La nuit survenant, un feu apparut dans le ciel, venant de l’ouest[3], et, en approchant, il tomba au milieu de l’armée turque, à la grande stupeur des nôtres et des Turcs. Au matin, les Turcs, épouvantés, s’enfuirent, par crainte du météore, jusqu’à la porte de Bohémond[4] et y établirent leur quartier. La garnison de la citadelle continuait à attaquer les nôtres jour et nuit, en les blessant ou les tuant à coups de flèches ; le reste des Turcs assiégeait la ville de tous côtés, si bien que nul des nôtres n’osait en sortir ou y entrer, si ce n’est la nuit et en cachette. Ainsi nous étions assiégés et resserrés par ces ennemis, dont le nombre était incommensurable[5].

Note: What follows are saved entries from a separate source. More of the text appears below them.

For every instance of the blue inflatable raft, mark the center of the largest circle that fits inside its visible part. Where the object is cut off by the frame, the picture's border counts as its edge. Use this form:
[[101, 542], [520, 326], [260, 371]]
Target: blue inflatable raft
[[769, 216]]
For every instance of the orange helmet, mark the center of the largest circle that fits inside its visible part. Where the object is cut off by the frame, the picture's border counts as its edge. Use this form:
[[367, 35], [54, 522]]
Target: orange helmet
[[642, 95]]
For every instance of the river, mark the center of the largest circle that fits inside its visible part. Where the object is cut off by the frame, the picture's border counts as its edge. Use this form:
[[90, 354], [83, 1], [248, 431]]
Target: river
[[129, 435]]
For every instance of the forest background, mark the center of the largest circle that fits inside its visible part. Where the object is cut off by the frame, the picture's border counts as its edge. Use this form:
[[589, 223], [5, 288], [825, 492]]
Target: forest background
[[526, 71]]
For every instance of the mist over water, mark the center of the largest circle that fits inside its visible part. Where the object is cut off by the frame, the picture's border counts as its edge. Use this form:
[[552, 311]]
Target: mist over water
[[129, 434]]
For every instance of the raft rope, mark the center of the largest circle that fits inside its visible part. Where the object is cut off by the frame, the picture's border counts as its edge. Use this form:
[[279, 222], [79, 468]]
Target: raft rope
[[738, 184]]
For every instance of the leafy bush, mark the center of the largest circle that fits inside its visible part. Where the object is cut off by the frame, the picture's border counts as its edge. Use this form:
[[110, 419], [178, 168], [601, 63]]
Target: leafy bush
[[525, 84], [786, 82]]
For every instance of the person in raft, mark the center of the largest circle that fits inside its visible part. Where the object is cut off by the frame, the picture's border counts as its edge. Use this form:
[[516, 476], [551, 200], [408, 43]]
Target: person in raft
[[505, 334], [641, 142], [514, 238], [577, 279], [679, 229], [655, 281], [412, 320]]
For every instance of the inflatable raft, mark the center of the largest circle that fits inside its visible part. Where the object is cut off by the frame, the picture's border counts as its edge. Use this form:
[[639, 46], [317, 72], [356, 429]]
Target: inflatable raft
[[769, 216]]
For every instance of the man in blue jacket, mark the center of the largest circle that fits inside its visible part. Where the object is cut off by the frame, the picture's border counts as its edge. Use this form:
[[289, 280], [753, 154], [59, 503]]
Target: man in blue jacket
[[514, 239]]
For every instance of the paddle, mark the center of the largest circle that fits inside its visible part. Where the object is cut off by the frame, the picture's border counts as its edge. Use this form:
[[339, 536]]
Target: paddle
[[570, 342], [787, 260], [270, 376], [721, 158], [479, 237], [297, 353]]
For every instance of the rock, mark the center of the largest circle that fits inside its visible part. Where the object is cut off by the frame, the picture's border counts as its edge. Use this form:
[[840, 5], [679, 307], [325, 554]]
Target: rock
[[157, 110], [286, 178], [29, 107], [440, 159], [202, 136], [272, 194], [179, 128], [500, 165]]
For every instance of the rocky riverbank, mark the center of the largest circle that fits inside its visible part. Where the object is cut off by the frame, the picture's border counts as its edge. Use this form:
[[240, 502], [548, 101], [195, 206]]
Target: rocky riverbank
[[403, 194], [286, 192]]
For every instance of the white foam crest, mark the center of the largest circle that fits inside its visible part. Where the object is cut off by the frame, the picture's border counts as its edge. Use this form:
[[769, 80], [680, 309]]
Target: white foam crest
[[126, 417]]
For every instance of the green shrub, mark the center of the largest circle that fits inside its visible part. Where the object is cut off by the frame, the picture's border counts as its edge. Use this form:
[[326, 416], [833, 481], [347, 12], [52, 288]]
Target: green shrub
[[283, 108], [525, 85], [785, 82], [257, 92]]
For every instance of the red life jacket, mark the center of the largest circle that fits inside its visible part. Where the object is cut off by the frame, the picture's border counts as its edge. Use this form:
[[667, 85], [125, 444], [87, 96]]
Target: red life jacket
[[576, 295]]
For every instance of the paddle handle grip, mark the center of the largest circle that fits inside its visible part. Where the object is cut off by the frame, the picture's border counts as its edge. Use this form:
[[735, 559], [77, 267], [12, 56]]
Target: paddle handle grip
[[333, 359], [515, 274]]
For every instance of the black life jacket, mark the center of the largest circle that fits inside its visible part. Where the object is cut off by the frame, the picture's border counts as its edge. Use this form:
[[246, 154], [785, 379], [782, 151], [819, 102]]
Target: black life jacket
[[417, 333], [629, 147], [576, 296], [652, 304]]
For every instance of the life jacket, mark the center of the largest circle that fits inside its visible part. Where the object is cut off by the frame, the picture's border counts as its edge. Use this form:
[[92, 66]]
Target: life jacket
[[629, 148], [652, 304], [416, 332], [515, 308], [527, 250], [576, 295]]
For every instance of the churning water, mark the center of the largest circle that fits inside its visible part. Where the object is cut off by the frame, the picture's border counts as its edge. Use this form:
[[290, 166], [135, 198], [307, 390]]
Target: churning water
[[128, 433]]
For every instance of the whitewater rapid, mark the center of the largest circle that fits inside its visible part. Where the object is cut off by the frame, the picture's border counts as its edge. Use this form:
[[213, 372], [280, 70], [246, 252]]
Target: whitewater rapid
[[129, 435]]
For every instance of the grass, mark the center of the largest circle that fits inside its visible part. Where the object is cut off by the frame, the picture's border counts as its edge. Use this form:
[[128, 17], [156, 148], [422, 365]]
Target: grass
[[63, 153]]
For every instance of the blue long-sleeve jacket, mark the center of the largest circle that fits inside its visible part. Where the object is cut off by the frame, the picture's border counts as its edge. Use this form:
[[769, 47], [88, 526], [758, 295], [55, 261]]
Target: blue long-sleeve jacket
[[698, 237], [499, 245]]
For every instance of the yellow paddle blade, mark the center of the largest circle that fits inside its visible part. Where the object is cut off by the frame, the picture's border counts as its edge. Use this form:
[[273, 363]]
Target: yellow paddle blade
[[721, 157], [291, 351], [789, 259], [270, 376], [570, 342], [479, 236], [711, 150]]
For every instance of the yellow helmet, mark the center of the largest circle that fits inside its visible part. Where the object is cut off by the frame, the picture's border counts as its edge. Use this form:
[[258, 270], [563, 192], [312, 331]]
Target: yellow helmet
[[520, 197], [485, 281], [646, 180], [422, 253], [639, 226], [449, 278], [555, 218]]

Ces sacrilèges et ennemis de Dieu nous tenaient si étroitement bloqués dans Antioche que beaucoup moururent de faim. Un petit pain se vendait un besant[6] ; inutile de parler du vin. On mangeait et on vendait de la viande de cheval ou d’âne ; une poule valait quinze sous, un œuf deux sous, une noix un denier. Tout était hors de prix : la famine était si grande qu’on faisait cuire pour les manger des feuilles de

  1. Cf. Raimond d’Aguilers, 11, p. 239. Ce mur devait arrêter les tentatives de la garnison turque de la citadelle pour pénétrer dans la ville.
  2. Dans une vallée du mont Cassius.
  3. Une étoile filante. Cf. Raimond d’Aguilers, 11, p. 257 : « Signum in coelo mirabile vidimus. »
  4. Les armées entrées dans la ville avaient reçu la garde du secteur qu’elles avaient assiégé.
  5. Désespérant de pénétrer dans la ville par la citadelle, Kerbôga essaye de la prendre par la famine : d’où la nouvelle disposition de ses troupes.
  6. Sur la valeur du besant et du sou, voir p. 95, n. 5, et p. 76, n. 2.